According to Hydrawell records, PWC® has been used to set 215 annulus cement plugs in different areas round the world exceeding 97% success rate as measured by 15 different operators.

Click on picture for larger version

Permanent_barrier.png

Figure 1. Source: Guidelines for the Abandonment of Wells, p12 (OGUK, 2015)

From the presentations delivered at OWI and the conversations held with Mr. Ringrose, I could summarize two keys aspects of the PWC® technology:

    • Time-Saving
      While the conventional method of section milling, under-reaming and then placing a cement plug typically takes ten days in a trouble-free operation (however, this method is prone to significant trouble time and can take significantly longer), the HydraWell method takes 2 – 4 days.
    • Cement plug quality
      Due to the effective annulus cleaning and cement placement technology, cement plug quality increases as displacement of wellbore fluids is enhanced, and impact of contamination is reduced. This technology also allows for plugs to be effectively set through two strings of casing -into two annuli- at the same time.

PWC® is not only valuable for wells requiring P&A interventions aiming at fulfilling the annulus barrier requirements in the UKOG guidelines; PWC® can also be useful in wells that are shut-in due to unbleedable annulus pressure in annulus B or C. The technique can provide a reliable method of placing annular barrier(s) -closer to the leak source- and returning these wells to production or injection.

Along the same line of thought, this deployment method can be utilized to repair “wet casing shoes” and achieve the required isolation – before drilling into the next zone after a poorly executed primary cement job. Or to allow the setting of a side-track whipstock across an uncemented (or poorly cemented) area, setting a casing exit support plug in the annulus.

WHAT ABOUT RESINS?

Needless to say, the capabilities of the tool left me and other delegates at the OWI convention astonished. A topic of discussion that came up during one of the presentations was the use of conventional cement versus micro-cement together with the PWC® tool. But then it wasn’t long before the conversation revolved around the combination of PWC® and resins as a mechanism of achieving deeper penetration and enhanced isolation behind the annulus.

Hydrawell partnered up in joint R&D studies with Wellcem to evaluate the use of resins through their PWC® tool to further enhance penetration into the annulus behind the casing. The solid- free resin offered by Wellcem can penetrate narrow cracks and channels where not even micro-cement can penetrate. The combination of the PWC® tool with resins is expected to enable operators to properly place isolation barriers even under the more challenging placement conditions.

 Test Assembly.jpg

Figure 2. Test assembly for pumping the resin thru 1.7 mm nozzles.

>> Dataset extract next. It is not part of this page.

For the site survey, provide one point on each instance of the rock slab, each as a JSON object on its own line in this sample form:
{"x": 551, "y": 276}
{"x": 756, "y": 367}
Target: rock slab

In one of these studies, the objective was to verify the possibility of pumping high-density ThermaSet® (Wellcem polyester resin) through the ¼ inch nozzles in the HydraWash® tool under a certain allowable pressure at high pumping rates (several Bbl/min), see figure 2. To execute the test in a workshop environment, calculations were carried out to downscale the test parameters. A reduced size prototype nozzle with 1.7 mm opening and 5 litter/min flow rate (based on estimates) was considered the optimum settings for observing the pump pressure during the test.

Test results and observations confirmed that 2.3 SG (19.2 PPG) resin can be pumped through the 1.7mm nozzle at 5.0 litter/min with ~310 psi pressure differential -1,400 psi applied pressure- (Pressure losses in the nozzle with water were 280 psi in comparison).

Quality check of the samples taken before and after pumping showed similar results – leading to the conclusion that the nozzle size has no visible effect on the properties of the resin plug.

All in all, it seems like we should be up for some more exciting case histories from the combination of these two new technologies used in an environment that would have been too hard for conventional methods to succeed.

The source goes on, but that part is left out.